Poltergeists, Paella and Poppycock
If you are an ex-Real Madrid player and also happen to have popped your clogs, then you're rarely allowed to rest in peace.
Indeed, if you are a chilly gust of wind away from passing on to the other side like Alfredo di Stefano, then you are definitely not allowed to rest in peace, such are the commitments you are forced to undertake.
Whenever Real Madrid are in a bit of a hole they always invoke the spirit of Juanito to dig themselves out of it. Juanito was a former player who was a bit of a comeback-king, by all accounts, but was killed in a car crash in 1992.
But over the past few years, the club and Madrid press have called on him for help, so many times, there is a very real possibility of him becoming a peed-off poltergeist and sucking some of those sitting in the corporate boxes through their television sets. And that would be no bad thing.
The latest appeal for the former player's help comes ahead of Real Madrid's Champions League clash with Roma - a tie they are 2-1 down in with a fifty-fifty chance of being knocked out in the last sixteen, yet again.
But all this hullabaloo is of little interest to AS who are still raging against the Schuster machine because of last Saturday's snubbing of the press.
"He disrespected a group of journalists, a city and the history of Madrid", complained the paper's hysterical editor, Alfredo Relaño.
First off, there's nothing wrong with disrespecting journalists. Especially the one working for his paper who asked Gabriel Heinze, "do you have to have a cold head or a hot heart?" to play Roma.
In other Champions League news, Sevilla came a cropper against Fenerbahce with Manolo Jiménez lamenting his side's "growing psychosis about set pieces that is costing us a lot".
Frank Rijkaard will be spending Wednesday morning in his office, waiting for the gentle knock on the door and the humble apologies of long list of hacks who criticised him for resting Leo Messi, on Saturday, because of a risk of a muscle strain.
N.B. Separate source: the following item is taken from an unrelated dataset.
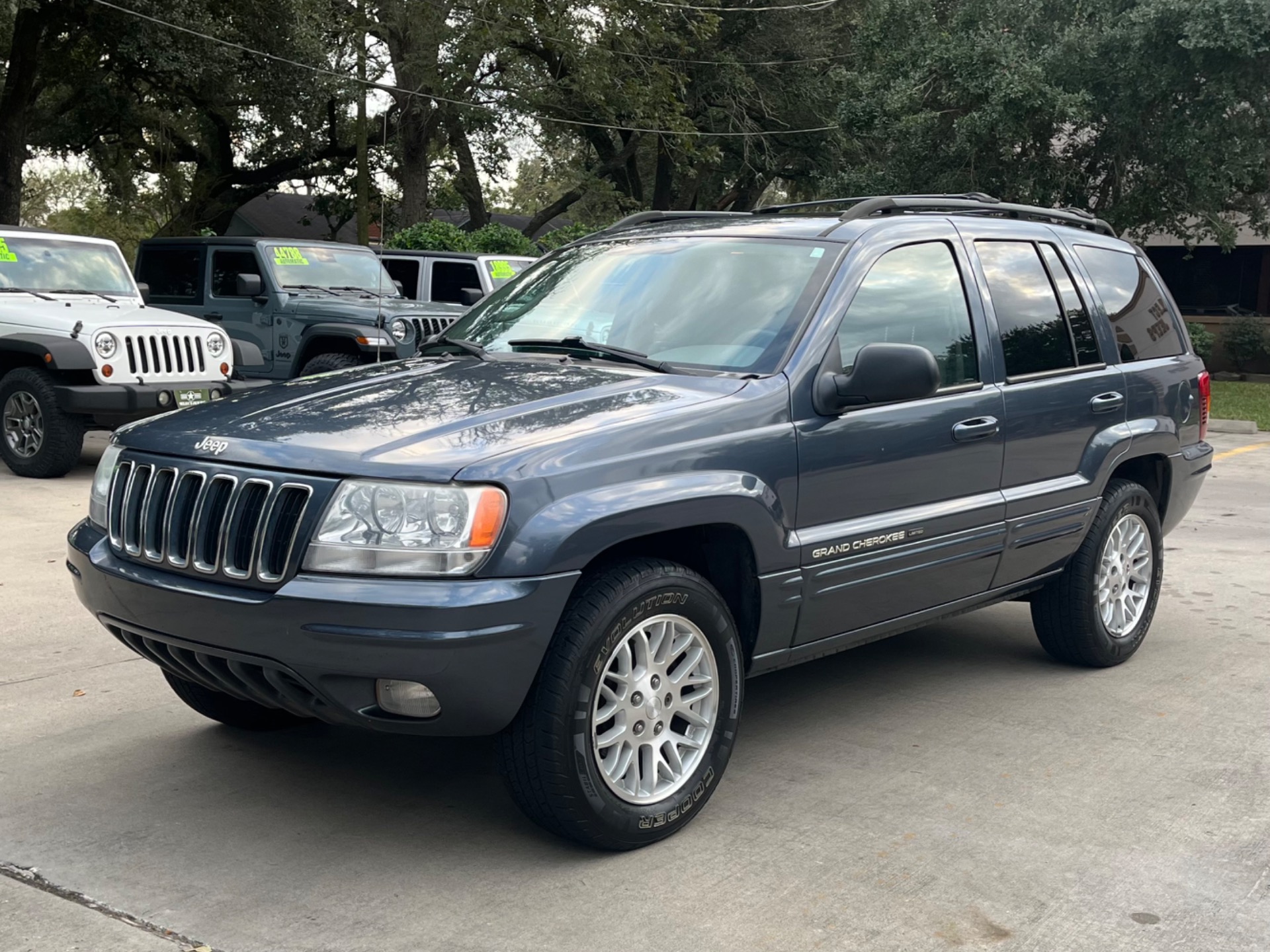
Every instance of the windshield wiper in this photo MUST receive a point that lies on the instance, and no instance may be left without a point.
(27, 291)
(615, 353)
(80, 291)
As it turns out Frankie was quite right to suspect that not everything was right with Leo's legs as he broke down in the first half of Barcelona's 1-0 win over Celtic and left the pitch having a bit of a blub.
As the Spanish general election is just around the corner, all and sundry are trying to make political hay while the sun is still shining.
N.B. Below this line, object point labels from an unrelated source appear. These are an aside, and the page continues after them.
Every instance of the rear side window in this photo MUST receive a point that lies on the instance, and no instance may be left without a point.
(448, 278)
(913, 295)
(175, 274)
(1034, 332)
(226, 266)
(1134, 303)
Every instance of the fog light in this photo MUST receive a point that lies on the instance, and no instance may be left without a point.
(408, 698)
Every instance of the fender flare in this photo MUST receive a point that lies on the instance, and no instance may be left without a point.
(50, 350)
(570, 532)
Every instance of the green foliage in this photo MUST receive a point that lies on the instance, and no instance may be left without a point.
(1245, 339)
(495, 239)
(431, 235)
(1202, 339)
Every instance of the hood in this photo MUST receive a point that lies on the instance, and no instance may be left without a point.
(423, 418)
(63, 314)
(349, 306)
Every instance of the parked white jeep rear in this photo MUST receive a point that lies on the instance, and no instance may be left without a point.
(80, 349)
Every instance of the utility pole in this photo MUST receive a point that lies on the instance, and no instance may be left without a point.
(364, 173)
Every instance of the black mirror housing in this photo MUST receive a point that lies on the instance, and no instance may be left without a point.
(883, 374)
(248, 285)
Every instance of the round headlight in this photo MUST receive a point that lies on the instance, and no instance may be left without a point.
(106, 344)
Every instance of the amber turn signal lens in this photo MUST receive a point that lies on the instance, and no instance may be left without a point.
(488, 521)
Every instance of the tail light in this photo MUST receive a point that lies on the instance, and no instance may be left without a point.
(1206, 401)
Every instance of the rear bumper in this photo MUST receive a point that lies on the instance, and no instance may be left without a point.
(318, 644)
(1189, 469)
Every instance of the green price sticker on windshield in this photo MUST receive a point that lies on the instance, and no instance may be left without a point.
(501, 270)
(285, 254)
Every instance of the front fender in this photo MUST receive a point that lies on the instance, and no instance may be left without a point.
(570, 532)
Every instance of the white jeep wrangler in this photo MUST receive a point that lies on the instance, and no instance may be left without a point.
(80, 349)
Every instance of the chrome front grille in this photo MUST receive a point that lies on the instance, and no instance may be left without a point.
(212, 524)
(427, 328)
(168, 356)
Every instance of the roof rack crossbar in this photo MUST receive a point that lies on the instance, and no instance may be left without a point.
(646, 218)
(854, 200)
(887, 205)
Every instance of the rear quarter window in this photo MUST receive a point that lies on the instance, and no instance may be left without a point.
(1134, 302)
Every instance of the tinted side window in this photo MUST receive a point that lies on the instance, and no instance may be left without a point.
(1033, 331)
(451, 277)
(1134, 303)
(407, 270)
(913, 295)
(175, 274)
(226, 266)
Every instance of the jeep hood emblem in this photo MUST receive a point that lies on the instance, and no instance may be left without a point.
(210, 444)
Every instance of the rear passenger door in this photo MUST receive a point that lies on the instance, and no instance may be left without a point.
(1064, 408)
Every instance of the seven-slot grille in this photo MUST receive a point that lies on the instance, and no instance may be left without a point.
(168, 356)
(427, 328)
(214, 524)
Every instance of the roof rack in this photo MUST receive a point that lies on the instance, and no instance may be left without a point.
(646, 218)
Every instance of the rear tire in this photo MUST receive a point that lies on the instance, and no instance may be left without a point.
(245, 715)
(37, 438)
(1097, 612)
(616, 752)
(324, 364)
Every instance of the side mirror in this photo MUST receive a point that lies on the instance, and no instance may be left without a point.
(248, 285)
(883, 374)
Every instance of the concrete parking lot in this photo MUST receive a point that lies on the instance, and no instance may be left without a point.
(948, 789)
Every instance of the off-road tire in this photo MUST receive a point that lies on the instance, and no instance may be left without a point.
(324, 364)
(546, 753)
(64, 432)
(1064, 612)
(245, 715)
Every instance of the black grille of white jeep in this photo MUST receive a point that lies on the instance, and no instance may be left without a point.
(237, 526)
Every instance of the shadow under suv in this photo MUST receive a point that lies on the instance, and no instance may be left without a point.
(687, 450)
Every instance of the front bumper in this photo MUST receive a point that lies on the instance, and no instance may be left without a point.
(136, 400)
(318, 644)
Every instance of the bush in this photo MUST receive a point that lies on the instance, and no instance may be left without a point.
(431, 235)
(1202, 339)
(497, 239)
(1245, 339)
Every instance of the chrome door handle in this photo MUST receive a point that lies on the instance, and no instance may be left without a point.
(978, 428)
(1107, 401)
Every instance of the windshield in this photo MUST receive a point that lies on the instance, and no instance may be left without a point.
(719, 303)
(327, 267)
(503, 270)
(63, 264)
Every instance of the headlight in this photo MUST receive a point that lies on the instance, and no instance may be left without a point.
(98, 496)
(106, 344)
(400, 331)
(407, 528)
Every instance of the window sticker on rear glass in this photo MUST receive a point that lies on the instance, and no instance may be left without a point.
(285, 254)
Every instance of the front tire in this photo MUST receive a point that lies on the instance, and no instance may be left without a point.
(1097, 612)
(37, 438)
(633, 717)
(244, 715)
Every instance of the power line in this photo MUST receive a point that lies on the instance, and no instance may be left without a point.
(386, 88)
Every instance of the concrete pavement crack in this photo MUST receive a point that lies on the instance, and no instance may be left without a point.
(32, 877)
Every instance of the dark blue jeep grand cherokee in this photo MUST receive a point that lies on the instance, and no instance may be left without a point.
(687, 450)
One electoral candidate in Cataluyna had a dig at the Barcelona city authorities for entertaining the 20,000 odd visiting Celtic fans by cooking up giant paellas and giving them places where they could sit in the sun, drink beer and urinate in proper facilities to their hearts content. Or "act as a tour operator to Scottish hooligans...and facilitate the consumption of alcohol", according to Jordi Hereu.
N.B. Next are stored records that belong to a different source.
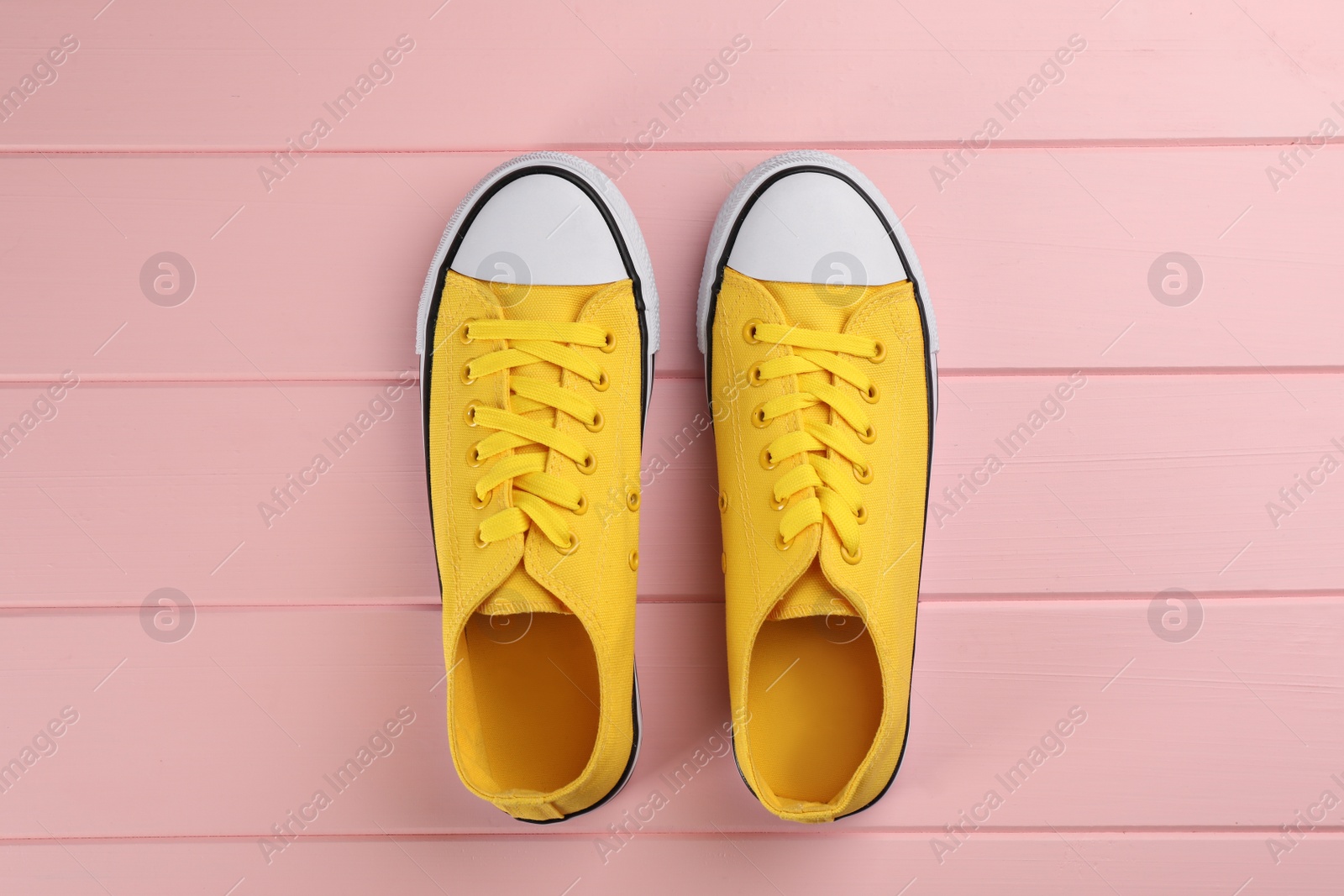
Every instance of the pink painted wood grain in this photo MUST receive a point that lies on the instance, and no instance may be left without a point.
(1142, 484)
(1037, 259)
(226, 731)
(517, 74)
(877, 864)
(1038, 584)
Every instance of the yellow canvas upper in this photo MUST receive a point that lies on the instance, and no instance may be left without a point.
(822, 566)
(537, 553)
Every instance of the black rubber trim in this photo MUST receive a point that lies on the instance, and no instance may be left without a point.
(647, 385)
(924, 327)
Sadly this is just a continuation of the infantile level of debate in the current campaign - a level set by the two big party leaders who sat face to face to each other, on Monday, for the second television debate where they continued to call each other liars, make up statistics and point at graphs as if they were flogging Cilit Bang. (La Liga Loca takes a deep breath).
The Swiss based statistical group, IFHSS, has released the latest figures on who are the top dogs of world football. They place Atlético Madrid in 15th, Inter in 8th, Sevilla 3rd and Real Madrid in 29th, behind Rangers and Everton.
Atlético Madrid's Simao clearly hasn't been studying the league table that hard as he looks ahead to their next game against Zaragoza. "They have a good side and it will be a tough match", he opined. No they don't and no it won't.
Speaking of Zaragoza, their fourth manager of the season, Manolo Villanova, gingerly plumped his behind on the Romareda ejector seat, on Tuesday, and confirmed that, "I have complete confidence that we'll get out of this because of the abilities of the players and the passion I have". Which is good to know.